Hadoop第二篇:使用Maven开发Hadoop编程进阶

如何进行java代码开发进行符合自己需求的实践，先从Wordcount看看它是如何做的，这里从使用java接口看看一些基本的操作开始。

基础环境

win7
JDK1.8
maven安装
IDEA
Hadoop在centos上部署完成（单机版，请参看前一篇）

java代码

IDEA创建一个java项目

pom.xml如下

<?xml version="1.0" encoding="UTF-8"?>
<project xmlns="http://maven.apache.org/POM/4.0.0"
         xmlns:xsi="http://www.w3.org/2001/XMLSchema-instance"
         xsi:schemaLocation="http://maven.apache.org/POM/4.0.0 http://maven.apache.org/xsd/maven-4.0.0.xsd">
    <modelVersion>4.0.0</modelVersion>

    <groupId>com.bamboo</groupId>
    <artifactId>hadoop-1</artifactId>
    <version>1.0-SNAPSHOT</version>

    <dependencies>

        <dependency>
            <groupId>org.apache.hadoop</groupId>
            <artifactId>hadoop-hdfs</artifactId>
            <version>2.7.5</version>
        </dependency>
        <dependency>
            <groupId>org.apache.hadoop</groupId>
            <artifactId>hadoop-client</artifactId>
            <version>2.7.5</version>
        </dependency>
        <dependency>
            <groupId>org.apache.hadoop</groupId>
            <artifactId>hadoop-common</artifactId>
            <version>2.7.5</version>
        </dependency>

        <dependency>
        <groupId>org.slf4j</groupId>
        <artifactId>slf4j-log4j12</artifactId>
        <version>1.7.2</version>
        </dependency>
    </dependencies>

</project>

文件的创建和读取

直接本地运行即可

使用mapredace进行数据处理

代码重现wordCount的内容，这里类取名为hadoop2

MapReduce理论

这部分可以跳过直接后面的代码，然后再回过头看看。

MapReduce分成了两个部分：
　　　　　　1）映射（Mapping）对集合里的每个目标应用同一个操作。
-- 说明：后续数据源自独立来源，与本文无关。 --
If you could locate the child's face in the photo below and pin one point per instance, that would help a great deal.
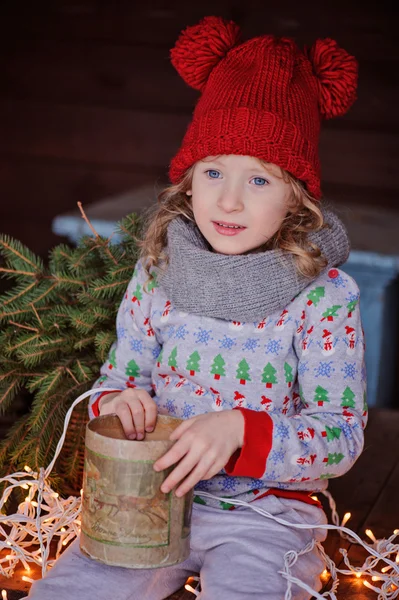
(238, 190)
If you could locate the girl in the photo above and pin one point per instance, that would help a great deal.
(236, 322)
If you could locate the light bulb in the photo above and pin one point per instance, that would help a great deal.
(346, 518)
(371, 535)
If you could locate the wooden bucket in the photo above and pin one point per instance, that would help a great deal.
(126, 520)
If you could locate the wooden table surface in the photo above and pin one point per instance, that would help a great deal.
(369, 491)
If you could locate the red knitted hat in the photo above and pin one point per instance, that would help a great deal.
(263, 98)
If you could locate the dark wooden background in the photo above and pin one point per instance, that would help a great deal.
(90, 105)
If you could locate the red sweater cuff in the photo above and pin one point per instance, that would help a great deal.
(95, 407)
(250, 460)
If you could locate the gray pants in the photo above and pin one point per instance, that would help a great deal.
(237, 553)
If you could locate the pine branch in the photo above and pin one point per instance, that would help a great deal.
(57, 324)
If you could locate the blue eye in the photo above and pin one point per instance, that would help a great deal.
(212, 173)
(260, 181)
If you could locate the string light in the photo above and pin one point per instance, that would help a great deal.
(371, 535)
(346, 518)
(29, 534)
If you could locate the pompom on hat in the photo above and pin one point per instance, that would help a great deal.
(263, 98)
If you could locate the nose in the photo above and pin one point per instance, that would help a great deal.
(230, 200)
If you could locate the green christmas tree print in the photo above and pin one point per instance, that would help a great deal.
(137, 295)
(315, 296)
(172, 359)
(289, 378)
(199, 500)
(193, 363)
(112, 359)
(334, 458)
(331, 312)
(133, 370)
(332, 433)
(217, 368)
(348, 398)
(320, 396)
(160, 357)
(153, 283)
(269, 375)
(243, 371)
(351, 307)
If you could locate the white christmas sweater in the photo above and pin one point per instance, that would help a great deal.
(297, 376)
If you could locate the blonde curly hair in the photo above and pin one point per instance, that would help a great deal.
(303, 217)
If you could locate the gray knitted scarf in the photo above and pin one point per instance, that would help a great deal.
(245, 287)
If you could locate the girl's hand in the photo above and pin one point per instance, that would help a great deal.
(135, 408)
(203, 447)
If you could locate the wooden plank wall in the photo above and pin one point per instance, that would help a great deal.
(90, 105)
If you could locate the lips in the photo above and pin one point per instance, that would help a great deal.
(229, 225)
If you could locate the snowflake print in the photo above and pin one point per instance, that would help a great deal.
(324, 369)
(229, 484)
(170, 407)
(181, 332)
(203, 335)
(251, 344)
(338, 282)
(347, 430)
(169, 331)
(282, 431)
(121, 332)
(349, 370)
(364, 373)
(277, 456)
(303, 367)
(136, 345)
(188, 410)
(203, 485)
(353, 454)
(273, 347)
(352, 296)
(227, 343)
如把大象放进冰箱分几个步骤，那么就可以把每个步奏当成一个mapping.
　　　　　　2）化简（Reducing）遍历集合中的元素来返回一个综合的结果。即，每个步奏的输出结果的过程,这个任务属于reducing。
　
你向MapReduce框架提交一个计算作业时
1.它会首先把计算作业拆分成若干个Map任务，然后分配到不同的节点上去执行，每一个Map任务处理输入数据中的一部分
2.当Map任务完成后，它会经历Shuffle将多个map结果合并生成一些中间文件
3.这些中间文件将会作为Reduce任务的输入数据,经过Reduce处理之后把结果合并输出

Shuffle的主要目标就是把前面若干个Map的输出合并成若干个租（相当于group by）。

Reduce任务的主要目标就是把Shuffle合并后的数据作为输入数据处理后输出
　　　MapReduce的伟大之处就在于编程人员在不会分布式并行编程的情况下，将自己的程序运行在分布式系统上资料参考。

mapreduce之mapper、reducer个数

案例讲解

在map(v1)->k2函数中，输入端v1代表的是一行数据，输出端的k2可以代表是被引用的专利，在一行数据中所有v2和引用的次数。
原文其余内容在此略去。